Chad's parents, as well as his brother, Paul Daybell, and members of their extended family offered their condolences to JJ and Tylee's families after the discovery of the remains. 

"We have hoped and prayed over the many months for the safety and well-being of JJ and Tylee and we are devastated by their passing," the Daybell family wrote in a statement to EastIdahoNews.com. "We are heart-broken that these beautiful children’s lives were ended tragically and prematurely and for the emptiness and pain it leaves in the lives of their loved ones.

"We also continue to mourn for Tammy, who has been a daughter and sister to us and part of our family for nearly 30 years," the statement continued. "She was the sweetest and kindest person and a wonderful mother to her children." 

Chad's brother and sister-in-law, Matt and Heather Daybell, issued their own statement offering condolences and acknowledging, "Some in our extended family are still struggling to accept the reality that Chad could have been involved in something so terribly wrong." 

Tammy's parents, siblings and extended family spoke of the need for justice. 

"As the family of our beloved Tammy, we want to extend our deepest and heartfelt love and sympathy to the families of Tylee and JJ. We share the pain of the tremendous and shocking loss you are enduring. We still suffer and we will suffer with you for many years to come. Please know we will continue our prayers to strengthen your families, as you are finally able to properly lay to rest your precious Tylee and JJ," the Douglas family wrote in a statement to EastIdahoNews.com. "As matters move through the judicial process, we pray that each of our families can be strengthened and trust that justice will be swiftly served."

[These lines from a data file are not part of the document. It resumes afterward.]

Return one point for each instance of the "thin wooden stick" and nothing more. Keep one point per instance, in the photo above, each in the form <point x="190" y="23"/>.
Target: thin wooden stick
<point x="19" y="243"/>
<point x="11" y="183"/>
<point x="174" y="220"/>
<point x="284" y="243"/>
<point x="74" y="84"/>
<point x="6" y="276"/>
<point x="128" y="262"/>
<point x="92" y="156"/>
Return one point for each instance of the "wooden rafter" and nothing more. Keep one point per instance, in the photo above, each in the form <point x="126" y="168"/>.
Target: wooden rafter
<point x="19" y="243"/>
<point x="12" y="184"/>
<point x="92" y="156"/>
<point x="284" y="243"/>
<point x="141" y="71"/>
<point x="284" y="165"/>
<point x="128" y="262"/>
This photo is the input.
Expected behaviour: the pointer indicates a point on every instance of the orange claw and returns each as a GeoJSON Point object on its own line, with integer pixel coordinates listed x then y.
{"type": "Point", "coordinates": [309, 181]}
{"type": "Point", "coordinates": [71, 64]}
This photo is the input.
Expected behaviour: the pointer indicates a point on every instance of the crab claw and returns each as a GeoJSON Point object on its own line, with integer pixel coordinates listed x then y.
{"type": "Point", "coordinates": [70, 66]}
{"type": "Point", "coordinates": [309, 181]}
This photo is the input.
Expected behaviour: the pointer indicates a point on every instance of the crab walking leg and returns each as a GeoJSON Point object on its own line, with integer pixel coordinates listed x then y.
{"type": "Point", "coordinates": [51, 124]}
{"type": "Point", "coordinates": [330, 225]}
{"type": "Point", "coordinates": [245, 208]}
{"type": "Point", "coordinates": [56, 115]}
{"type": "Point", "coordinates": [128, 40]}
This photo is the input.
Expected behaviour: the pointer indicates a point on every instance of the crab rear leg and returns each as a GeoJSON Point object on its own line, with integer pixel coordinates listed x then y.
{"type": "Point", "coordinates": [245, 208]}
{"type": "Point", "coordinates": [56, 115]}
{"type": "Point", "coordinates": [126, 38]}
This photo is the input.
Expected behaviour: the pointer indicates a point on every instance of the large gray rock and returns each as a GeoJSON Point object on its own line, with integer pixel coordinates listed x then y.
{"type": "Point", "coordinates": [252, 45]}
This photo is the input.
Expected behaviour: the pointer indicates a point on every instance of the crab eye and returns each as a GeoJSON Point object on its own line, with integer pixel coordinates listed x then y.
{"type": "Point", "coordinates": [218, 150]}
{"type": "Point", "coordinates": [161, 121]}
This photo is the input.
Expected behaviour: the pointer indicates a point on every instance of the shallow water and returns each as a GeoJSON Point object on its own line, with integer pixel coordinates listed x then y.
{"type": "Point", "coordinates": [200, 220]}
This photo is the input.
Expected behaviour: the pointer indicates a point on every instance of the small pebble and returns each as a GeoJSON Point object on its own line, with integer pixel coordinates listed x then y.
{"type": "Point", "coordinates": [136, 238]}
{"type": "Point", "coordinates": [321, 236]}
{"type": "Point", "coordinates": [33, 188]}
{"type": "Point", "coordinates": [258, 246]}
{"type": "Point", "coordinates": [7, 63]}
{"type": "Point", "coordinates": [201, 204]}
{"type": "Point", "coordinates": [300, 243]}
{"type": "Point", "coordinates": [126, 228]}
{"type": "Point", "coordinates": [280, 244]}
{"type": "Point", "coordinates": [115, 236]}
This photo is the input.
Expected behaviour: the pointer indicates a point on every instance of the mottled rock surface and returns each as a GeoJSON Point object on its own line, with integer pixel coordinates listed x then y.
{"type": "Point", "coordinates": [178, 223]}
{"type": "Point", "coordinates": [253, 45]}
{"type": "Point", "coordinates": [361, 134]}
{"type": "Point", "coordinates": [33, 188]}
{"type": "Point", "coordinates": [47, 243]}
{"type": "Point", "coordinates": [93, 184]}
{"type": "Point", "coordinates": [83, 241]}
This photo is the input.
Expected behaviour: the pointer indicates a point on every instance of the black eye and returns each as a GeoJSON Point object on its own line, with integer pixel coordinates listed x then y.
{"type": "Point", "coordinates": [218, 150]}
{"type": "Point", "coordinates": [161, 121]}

Those who knew Chad and Lori are left wondering how their lives took this turn. Gibb said she believes the couple let their desire to be together trump everything else. 

"Sometimes, when we really want something, that’s how we fall," Gibb said. "Sometimes the answer is no, wait, but boy did [Lori] not have patience. That’s one thing she did not have was patience. And it led to a fatal attraction, unfortunately."